Intervening several times at this week’s Prime Ministers Questions, Starmer never once raised the question of anyone being prosecuted for their crimes. Despite noting that “Sir Brian identified a number of individual failures, even cover-ups,” all he called on Sunak’s government to do was to implement, as recommended by Langstaff, a “duty of candour” that should “apply to all public servants across the board.” Sunak should also “ensure compensation by the end of the year” and deliver on all the [Inquiry] recommendations in the same timeframe”.

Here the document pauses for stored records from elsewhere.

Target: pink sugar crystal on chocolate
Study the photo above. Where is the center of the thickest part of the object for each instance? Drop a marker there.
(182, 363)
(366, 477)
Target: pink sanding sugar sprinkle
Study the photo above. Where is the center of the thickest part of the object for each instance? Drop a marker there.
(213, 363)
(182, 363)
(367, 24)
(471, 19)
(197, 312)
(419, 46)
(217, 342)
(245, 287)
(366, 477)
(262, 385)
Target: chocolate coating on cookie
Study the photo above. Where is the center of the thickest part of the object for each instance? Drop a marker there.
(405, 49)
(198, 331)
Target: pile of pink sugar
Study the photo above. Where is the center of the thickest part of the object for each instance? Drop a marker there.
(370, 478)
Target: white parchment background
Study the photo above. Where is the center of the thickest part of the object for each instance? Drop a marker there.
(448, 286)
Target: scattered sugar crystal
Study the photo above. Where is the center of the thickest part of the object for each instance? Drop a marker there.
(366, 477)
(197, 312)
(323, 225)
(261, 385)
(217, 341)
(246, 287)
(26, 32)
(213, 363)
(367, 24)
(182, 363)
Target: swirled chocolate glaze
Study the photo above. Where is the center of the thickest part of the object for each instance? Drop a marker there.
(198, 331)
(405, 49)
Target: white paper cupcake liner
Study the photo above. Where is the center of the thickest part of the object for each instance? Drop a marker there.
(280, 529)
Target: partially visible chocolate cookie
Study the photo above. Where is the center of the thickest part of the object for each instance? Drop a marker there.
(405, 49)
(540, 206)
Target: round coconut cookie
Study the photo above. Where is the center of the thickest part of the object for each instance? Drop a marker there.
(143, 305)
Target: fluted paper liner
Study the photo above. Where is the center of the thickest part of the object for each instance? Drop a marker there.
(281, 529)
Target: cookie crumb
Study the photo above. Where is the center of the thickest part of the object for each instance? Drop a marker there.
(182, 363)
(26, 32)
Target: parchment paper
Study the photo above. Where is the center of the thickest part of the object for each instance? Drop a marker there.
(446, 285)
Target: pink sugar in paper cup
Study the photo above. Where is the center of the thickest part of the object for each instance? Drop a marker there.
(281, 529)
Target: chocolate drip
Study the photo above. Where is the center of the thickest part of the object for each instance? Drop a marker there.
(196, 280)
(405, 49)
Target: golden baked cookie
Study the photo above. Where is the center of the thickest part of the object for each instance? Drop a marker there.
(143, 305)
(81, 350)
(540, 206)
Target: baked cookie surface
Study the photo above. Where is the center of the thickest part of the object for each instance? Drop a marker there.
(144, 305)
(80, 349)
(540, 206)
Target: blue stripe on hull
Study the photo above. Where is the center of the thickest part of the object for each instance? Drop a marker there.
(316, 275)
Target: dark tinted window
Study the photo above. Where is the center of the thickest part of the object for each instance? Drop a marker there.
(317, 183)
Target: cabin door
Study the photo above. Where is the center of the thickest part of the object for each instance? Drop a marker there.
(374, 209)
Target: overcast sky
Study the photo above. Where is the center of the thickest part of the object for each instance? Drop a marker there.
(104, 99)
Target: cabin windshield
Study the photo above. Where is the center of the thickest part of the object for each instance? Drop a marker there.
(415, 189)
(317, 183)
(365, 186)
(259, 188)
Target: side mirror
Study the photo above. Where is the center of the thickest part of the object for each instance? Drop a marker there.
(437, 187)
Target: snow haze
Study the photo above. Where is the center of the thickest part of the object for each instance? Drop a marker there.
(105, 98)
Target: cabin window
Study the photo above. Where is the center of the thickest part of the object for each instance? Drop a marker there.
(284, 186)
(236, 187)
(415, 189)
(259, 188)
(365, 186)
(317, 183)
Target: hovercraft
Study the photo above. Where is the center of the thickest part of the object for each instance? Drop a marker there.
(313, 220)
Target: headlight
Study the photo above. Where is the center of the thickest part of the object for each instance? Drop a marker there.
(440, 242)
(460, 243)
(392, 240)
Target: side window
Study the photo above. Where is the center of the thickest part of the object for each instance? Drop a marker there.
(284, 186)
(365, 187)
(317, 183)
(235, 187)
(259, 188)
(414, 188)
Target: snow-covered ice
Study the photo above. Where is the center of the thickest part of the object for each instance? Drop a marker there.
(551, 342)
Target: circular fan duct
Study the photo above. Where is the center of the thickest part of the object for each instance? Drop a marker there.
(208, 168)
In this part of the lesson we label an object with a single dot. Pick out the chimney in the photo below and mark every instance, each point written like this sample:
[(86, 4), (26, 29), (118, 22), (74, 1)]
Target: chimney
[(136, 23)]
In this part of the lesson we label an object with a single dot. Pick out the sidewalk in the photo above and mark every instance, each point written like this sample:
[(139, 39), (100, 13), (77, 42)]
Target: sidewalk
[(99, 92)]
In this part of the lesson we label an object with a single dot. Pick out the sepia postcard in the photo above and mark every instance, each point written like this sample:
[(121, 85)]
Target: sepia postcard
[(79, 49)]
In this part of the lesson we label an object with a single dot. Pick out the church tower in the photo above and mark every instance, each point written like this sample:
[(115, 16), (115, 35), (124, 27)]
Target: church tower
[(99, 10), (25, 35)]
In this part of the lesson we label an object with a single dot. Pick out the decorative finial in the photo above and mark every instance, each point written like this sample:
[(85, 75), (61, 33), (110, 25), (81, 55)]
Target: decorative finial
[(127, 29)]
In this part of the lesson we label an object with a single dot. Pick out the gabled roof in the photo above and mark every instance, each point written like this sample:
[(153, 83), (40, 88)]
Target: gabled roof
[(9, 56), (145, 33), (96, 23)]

“Justice delayed really is, in this case, justice denied,” said Andy Evans, the chair of the campaign group Tainted Blood, in a press conference as the inquiry report was released. “This has gone on for so long now that people that were around at the time will be very hard to track down if they’re even still alive”.
This is the reality facing all seeking justice from the British ruling class. But while many who organised and carried out hideous crimes against thousands of people are dead, those alive cannot be allowed off the hook. They must be charged with murder, prosecuted and imprisoned.